In a transaction facilitated by NS, the  Museum of Transportation, St. Louis, and the Virginia Museum are discussing an exchange: bringing N&W Y6a 2156 back to Roanoke for five years and sending Southern Railway General Motors EMD FTB unit to complement the St. Louis museum’s FTA demonstration unit.

Thanks to the R&LHS’s Southern California Chapter, Union Pacific is returning 4-8-8-4 Big Boy 4014 to service. The locomotive arrived at the UP Cheyenne Steam Shop May 8 after a multi-month trip from California.

B&O Railroad Museum is transferring Chesapeake & Ohio 1309 (2-6-6-2) to the Western Maryland Scenic Railroad for restoration and operation. Nevada State Railroad is marking the restoration of its 1875 Glenbrook locomotive with a ceremony July 5.

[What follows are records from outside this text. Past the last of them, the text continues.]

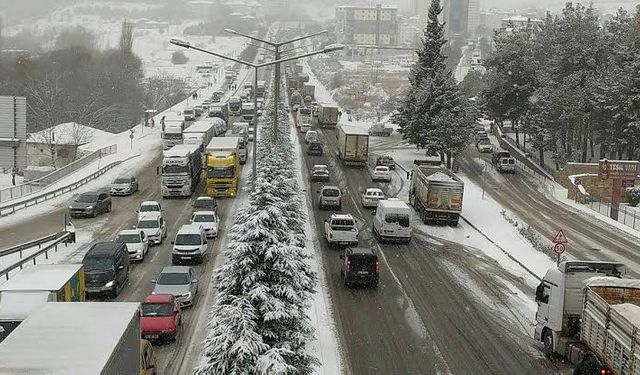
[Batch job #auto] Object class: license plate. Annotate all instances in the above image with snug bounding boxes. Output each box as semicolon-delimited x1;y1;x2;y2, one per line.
145;335;159;339
357;271;369;275
339;242;348;245
181;256;192;260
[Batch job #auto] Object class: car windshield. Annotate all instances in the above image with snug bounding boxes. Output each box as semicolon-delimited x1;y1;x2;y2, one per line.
113;178;130;184
376;167;389;172
207;166;235;178
157;272;189;285
116;234;140;243
142;303;174;317
367;191;383;197
194;214;216;223
331;219;355;230
75;194;97;203
385;214;410;227
323;189;339;197
83;257;113;271
194;199;215;208
163;165;188;174
140;204;160;212
175;234;202;246
138;220;159;229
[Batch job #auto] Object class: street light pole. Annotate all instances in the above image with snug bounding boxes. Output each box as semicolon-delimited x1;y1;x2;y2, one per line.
224;29;329;140
169;38;344;191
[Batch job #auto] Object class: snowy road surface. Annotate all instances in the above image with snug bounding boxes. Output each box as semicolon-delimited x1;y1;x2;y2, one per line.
459;149;640;277
294;113;556;374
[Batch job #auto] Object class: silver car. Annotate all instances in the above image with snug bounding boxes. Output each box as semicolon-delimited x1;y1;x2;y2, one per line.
110;176;139;196
152;266;198;307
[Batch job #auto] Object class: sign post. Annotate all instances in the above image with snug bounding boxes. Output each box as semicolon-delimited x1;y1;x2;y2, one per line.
599;159;639;221
552;229;568;266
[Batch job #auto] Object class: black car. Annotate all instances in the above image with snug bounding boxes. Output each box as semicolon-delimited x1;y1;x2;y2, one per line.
69;191;111;218
307;141;323;156
83;241;130;298
340;247;379;288
192;196;218;213
375;155;395;170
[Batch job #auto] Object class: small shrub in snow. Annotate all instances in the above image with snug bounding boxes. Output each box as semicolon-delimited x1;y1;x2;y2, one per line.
626;186;640;207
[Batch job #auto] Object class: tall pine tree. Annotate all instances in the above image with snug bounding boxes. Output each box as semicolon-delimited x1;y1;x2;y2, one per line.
398;0;475;167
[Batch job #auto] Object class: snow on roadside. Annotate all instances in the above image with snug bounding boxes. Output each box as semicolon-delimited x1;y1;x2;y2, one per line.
289;111;343;374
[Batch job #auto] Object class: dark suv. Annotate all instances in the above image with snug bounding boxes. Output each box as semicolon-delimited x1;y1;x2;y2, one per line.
83;241;130;298
340;247;379;288
69;191;111;218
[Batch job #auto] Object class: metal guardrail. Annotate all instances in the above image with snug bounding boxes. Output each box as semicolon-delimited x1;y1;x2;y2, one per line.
0;144;118;203
491;125;554;180
0;154;139;217
0;231;73;281
0;233;59;258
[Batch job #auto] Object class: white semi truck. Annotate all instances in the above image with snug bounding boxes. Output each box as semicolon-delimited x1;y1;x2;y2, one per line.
535;261;637;374
161;143;203;197
183;119;217;149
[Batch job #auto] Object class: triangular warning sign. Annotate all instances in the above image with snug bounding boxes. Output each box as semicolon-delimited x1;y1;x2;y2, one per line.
552;229;568;244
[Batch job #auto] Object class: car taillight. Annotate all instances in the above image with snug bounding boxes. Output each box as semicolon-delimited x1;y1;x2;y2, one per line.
346;260;351;274
376;260;380;274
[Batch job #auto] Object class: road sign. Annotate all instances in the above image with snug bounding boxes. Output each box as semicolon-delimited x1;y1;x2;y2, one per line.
552;229;568;244
553;243;566;255
599;159;639;180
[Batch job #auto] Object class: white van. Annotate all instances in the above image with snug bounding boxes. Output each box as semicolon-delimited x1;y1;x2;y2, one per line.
372;199;411;243
171;224;208;264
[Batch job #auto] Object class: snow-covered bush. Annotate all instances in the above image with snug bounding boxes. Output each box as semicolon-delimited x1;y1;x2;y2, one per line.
194;80;317;375
626;186;640;207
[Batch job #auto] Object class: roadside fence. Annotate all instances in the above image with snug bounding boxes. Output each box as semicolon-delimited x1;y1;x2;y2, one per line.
585;194;640;232
0;144;117;204
0;231;73;281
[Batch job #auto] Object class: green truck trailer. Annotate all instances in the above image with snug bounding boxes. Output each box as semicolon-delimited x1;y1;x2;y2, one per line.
0;264;85;342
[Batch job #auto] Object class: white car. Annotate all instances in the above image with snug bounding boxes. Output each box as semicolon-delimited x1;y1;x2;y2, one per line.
300;122;311;133
137;201;162;221
191;211;219;238
115;229;149;261
372;166;391;182
136;213;167;246
361;188;385;208
305;130;318;143
324;213;359;247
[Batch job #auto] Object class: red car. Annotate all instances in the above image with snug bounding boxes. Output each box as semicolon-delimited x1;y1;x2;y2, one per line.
141;294;181;343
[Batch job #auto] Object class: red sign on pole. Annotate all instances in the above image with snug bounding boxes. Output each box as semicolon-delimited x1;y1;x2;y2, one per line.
553;243;566;255
552;229;568;244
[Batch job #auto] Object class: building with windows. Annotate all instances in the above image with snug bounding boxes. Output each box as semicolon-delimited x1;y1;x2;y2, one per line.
335;4;398;46
496;15;544;34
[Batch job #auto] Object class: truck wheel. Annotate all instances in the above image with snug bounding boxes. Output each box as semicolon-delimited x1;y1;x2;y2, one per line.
542;330;554;359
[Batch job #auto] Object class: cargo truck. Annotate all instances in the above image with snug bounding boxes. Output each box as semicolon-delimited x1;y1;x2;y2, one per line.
241;102;255;125
408;164;464;226
182;119;216;148
368;123;393;136
337;125;369;167
208;103;229;124
318;103;339;128
0;264;85;342
228;97;242;116
298;73;309;86
161;143;202;197
534;261;638;374
303;83;315;101
229;122;249;164
206;137;241;197
163;123;183;149
294;63;303;74
256;80;266;98
0;302;141;374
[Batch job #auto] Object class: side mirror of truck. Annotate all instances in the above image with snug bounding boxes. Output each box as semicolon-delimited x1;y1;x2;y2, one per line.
156;166;160;175
371;210;376;216
535;283;548;304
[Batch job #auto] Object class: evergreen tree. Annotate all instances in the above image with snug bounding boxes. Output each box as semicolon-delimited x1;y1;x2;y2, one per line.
398;0;475;168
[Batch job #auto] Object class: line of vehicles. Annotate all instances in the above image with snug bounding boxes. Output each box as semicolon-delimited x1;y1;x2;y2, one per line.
0;81;260;373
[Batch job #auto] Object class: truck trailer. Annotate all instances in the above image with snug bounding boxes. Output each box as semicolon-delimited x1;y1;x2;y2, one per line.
534;261;636;374
318;103;339;128
337;125;369;167
161;143;203;197
302;83;315;102
182;119;217;148
228;97;242;116
0;302;141;374
0;264;85;342
206;137;241;198
408;164;464;226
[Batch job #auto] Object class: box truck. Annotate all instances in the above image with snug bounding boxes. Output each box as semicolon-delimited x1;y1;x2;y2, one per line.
318;103;339;128
0;302;141;374
0;264;85;342
337;125;369;167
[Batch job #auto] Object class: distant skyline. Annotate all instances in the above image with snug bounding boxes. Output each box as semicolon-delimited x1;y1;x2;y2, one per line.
347;0;637;13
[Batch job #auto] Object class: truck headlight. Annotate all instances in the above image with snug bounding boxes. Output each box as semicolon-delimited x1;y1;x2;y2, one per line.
86;206;94;210
105;280;114;287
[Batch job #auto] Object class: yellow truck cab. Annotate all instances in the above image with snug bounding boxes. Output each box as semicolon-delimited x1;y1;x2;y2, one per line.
205;137;241;198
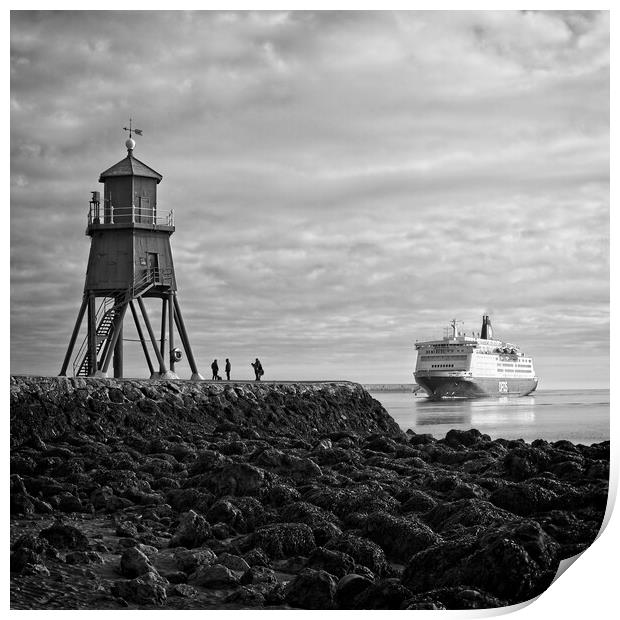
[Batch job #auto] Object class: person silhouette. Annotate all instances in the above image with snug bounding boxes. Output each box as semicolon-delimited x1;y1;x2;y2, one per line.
251;358;263;381
211;359;219;380
225;358;231;381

A replica of the the 1868 Leviathan 63 is touring the county and a second replica of the Cilvil War locomotive, William H. Simpson 17, is running at Steam into History, New Freedom, Pa.

NS, UP, and Amtrak have painted fleets of heritage diesels over the last several years, all celebrating predecessor railroads or former paint schemes.

The Coalition for Sustainable Rail is looking at the preservation and research of steam power from another angle. The coalition acquired Santa Fe 3463 to preserve the locomotive and to perform reversible alterations so that it can serve as a test bed for modern boiler, biofuel, and power systems technologies. The coalition acquired the locomotive, which was rusting away in a Topeka park, from the Great Overland Station, and the engine to be transported to Minnesota.

And there is more. The Center for Railroad Photography & Art’s exhibition “Railroaders: Jack Delano’s Homefront Photography” in partnership with the Chicago History Museum will be on display in Chicago through 2015. [I was a participant.] It equals other major railroad art and photography exhibits of the last decade, “Railroad Vision,” 2002, Getty Museum, Los Angeles; “Tracks,” 2008-2009, George Eastman House, Rochester, N.Y.; and “Art in the Age of Steam,” 2008-2009, Nelson-Atkins Museum of Art, Kansas City.

Legislation has been introduced in the U.S. Congress to establish a new national historic park on Chicago’s far south side at Pullman, the location of George M. Pullman’s railroad car factory and planned community, established in 1881. Its association with labor and civil rights history and a bitter 1894 strike enhance the site’s significance. Pullman would join the Steamtown and Golden Spike sites managed by the U.S. National Park Service.

A new grant giving group, the Tom E. Dailey Foundation Inc. Chicago, supports railroad history projects.

Stations are calling attention to their centennials, Grand Central Terminal in Manhattan throughout 2013 and Union Station at Kansas City on October 30. “No Further West: The Story of Los Angeles Union Station,” organized by the Getty Research Institute and presented at the Los Angeles Public Library’s Central Library through August 10 coincides with the 75th anniversary of the opening the station. Iowa Pacific is returning luxury Pullman service to the rails.

The High Line in New York City, an out-of-use railroad trestle converted to a public landscape, is open from Gansevoort Street to West 30th Street. However, the final section of the park — the High Line at the Rail Yards — is under construction. Chicago is building the Bloomingdale Trail and Park, stretching 2.7 miles through four northwest side neighborhoods, on an unused, elevated rail line along Bloomingdale Avenue.

The Association of Tourist Railroads and Railway Museums, formed in 2013 by a merger of the Tourist Railway Association and the Association of Railway Museums, is representing the industry. ATRRM has been both a supporter and participant in American Alliance of Museum’s annual “Museums Advocacy Day” in February, during which representatives from museums in all 50 states visit Congressional offices in Washington, D.C.

And there are some amazing survivors, such as more than 60 ex-Santa Fe semaphore signals in New Mexico installed in the 1920s that are in service today on the Southwest Chief route between Colmor and CP Madrid, the junction west of Lamy with the New Mexico Rail Runner Express extension to Santa Fe.